Utility-TrendfarbeBeige: Welcher Farbton passt zu welchem Typ Mann?

Die Trendfarbe Beige hält besonders durch den Utility-Style Einzug in viele Kleiderschränke. Jedoch macht ein falscher Beige-Ton schnell blass. Ob Stein, Sand oder Camel: Das sind die idealen Beige-Nuancen für warme und kalte Hauttypen.
Beige zählt zu den schwierigen Farben in der Mode. Der neutrale Ton lässt den Teint schnell fahl oder kränklich wirken. Doch die Nuance macht den Unterschied. Wenn man erst mal den richtigen Ton gefunden hat, stehen einem alle Türen offen. Denn Beige passt zu beinah jeder anderen Farbe. Die Utility-Trendfarbe steht für Praktikabilität und unterstreicht einen vielseitigen Look. Aber: Welcher Beige-Ton passt zu welchem Typ Mann?
Utility-Trendfarbe Beige: Darum ist die Nuance entscheidend
Der Utility-Style stellt simple Schnitte, dezente Farben und praktische Extras in den Fokus. Kein Wunder also, dass Beige einer der Hauptbestandteile ist. Der neutrale Ton kann von jedem getragen werden – vorausgesetzt, man wählt die richtige Farbnuance. Wie jede andere Farbe hat auch Beige kalte und warme Töne.
Utility-Style: Hier gibt es geschmackvolle Looks in Beige-Tönen
Stein: Kühles Beige für kühlen Unterton in der Haut
Wer einen eher kühlen Unterton hat, sollte zu einem Kleidungsstück in der Farbe Stein greifen. Dieser helle, kühle Beigeton geht stark ins Gräuliche. Doch wie findet man seinen Farbtyp heraus?

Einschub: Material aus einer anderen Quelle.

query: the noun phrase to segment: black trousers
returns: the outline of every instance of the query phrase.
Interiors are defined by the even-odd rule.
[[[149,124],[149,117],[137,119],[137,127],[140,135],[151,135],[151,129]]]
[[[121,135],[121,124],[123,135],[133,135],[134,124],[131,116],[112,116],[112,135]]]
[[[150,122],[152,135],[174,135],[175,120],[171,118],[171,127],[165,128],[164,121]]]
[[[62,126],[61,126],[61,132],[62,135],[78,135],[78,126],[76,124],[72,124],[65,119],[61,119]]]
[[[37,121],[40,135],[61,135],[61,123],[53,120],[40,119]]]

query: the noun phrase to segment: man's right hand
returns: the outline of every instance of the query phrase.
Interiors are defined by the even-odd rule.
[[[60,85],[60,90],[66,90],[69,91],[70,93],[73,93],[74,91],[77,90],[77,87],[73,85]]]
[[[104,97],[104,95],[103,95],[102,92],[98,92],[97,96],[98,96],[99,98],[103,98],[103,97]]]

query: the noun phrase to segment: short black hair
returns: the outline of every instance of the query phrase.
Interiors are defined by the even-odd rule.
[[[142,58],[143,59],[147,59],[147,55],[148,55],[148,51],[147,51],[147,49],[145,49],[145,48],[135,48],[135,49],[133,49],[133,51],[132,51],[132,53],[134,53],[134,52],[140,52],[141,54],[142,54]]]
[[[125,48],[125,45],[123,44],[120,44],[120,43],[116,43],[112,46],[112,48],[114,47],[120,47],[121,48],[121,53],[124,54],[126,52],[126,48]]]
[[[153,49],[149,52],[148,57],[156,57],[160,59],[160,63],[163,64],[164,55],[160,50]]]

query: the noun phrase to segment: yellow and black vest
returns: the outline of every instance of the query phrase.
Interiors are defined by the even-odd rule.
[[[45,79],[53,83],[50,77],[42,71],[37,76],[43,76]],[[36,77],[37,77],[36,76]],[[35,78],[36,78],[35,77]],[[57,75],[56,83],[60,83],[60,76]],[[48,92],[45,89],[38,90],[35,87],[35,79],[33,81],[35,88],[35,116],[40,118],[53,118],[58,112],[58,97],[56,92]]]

Einfacher Trick: Steht einem silberner Schmuck besser, hat man meist einen kühlen Unterton. Wärmere Hauttypen harmonieren besser mit Goldschmuck und haben zudem einen warmen Braun- oder Rotton in den Haaren.
Hauttyp: Graue Untertöne für kalte Typen
Farbe: Stein oder sehr helle Beige-Nuancen
Beispiel: Das Utility-Sakko von Walbusch setzt auf einen Beigeton mit höherem Grauanteil. Die dezente Nuance lässt sich gut kombinieren. Insgesamt bieten neun Taschen ordentlich Stauraum.
Sand: Klassisches Beige für warmtonige Typen
Das typische Trenchcoat-Beige besteht überwiegend aus einem sandigen Ton. Sand ist relativ hell und gelbstichig. Haut mit warmem Unterton steht diese Farbe am besten. Wer also braune oder rote Haare und rötliche Wangen hat, kann zu dieser Variante greifen. Männer mit aschblondem Haar sollten hingegen einen kühleren Ton tragen.
Hauttyp: Warme Untertöne
Farbe: Sand, gelbstichiger Beige-Ton
Beispiel: Der Trenchcoat von Ralph Lauren bleibt dem klassischen Trenchcoat treu. Das Sandbraun erinnert an die traditionellen Farbgebungen des Kult-Klassikers. Top: Dieses Modell aus leichtem Twill ist wasserabweisend.
Camel: Der Farbtupfer unter den Beige-Nuancen
Das Spektrum an Beige-Tönen ist breiter als gedacht. Sogar warme Töne, die mehr ins Goldene changieren, zählen zu der neutralen Farbe. Besonders hellen, warmtonigen Typen kommt dieser Farbton zugute. Camel hat einen warmen Stich und kann mit etwas mehr Intensität überzeugen. Wer also das Gefühl hat, von einem hellen Beige-Ton ausgewaschen zu werden, sollte Camel eine Chance geben.
Hauttyp: Blass und warmtönig
Farbe: Camel, gold-gelblicher Beige-Ton
Beispiel: Die Jeanshose von Walbusch setzt den Camel-Ton auf lässige Art in Szene. Sie kommt mit Elasthananteil daher und entpuppt sich somit als bequemer Begleiter für den Alltag.
Fazit: Passt die Trendfarbe Beige zu jedem Typ Mann?
Beige gilt als die Utility-Trendfarbe und darf bei keinem lässigen Workwear-Look fehlen. Dennoch spaltet der graubraune Ton die Geister: Beige würde blass machen und dem Träger einen kränklichen Teint verleihen. Doch dieser Mythos trifft nicht immer zu – warmtonige Hauttypen sollten zu Camel oder Sand greifen, kühle Typen sind hingegen mit Stein bestens beraten. Ist der richtige Beige-Ton erst einmal gefunden, verleiht der neutrale Farbton jeder Garderobe eine zeitlose Note.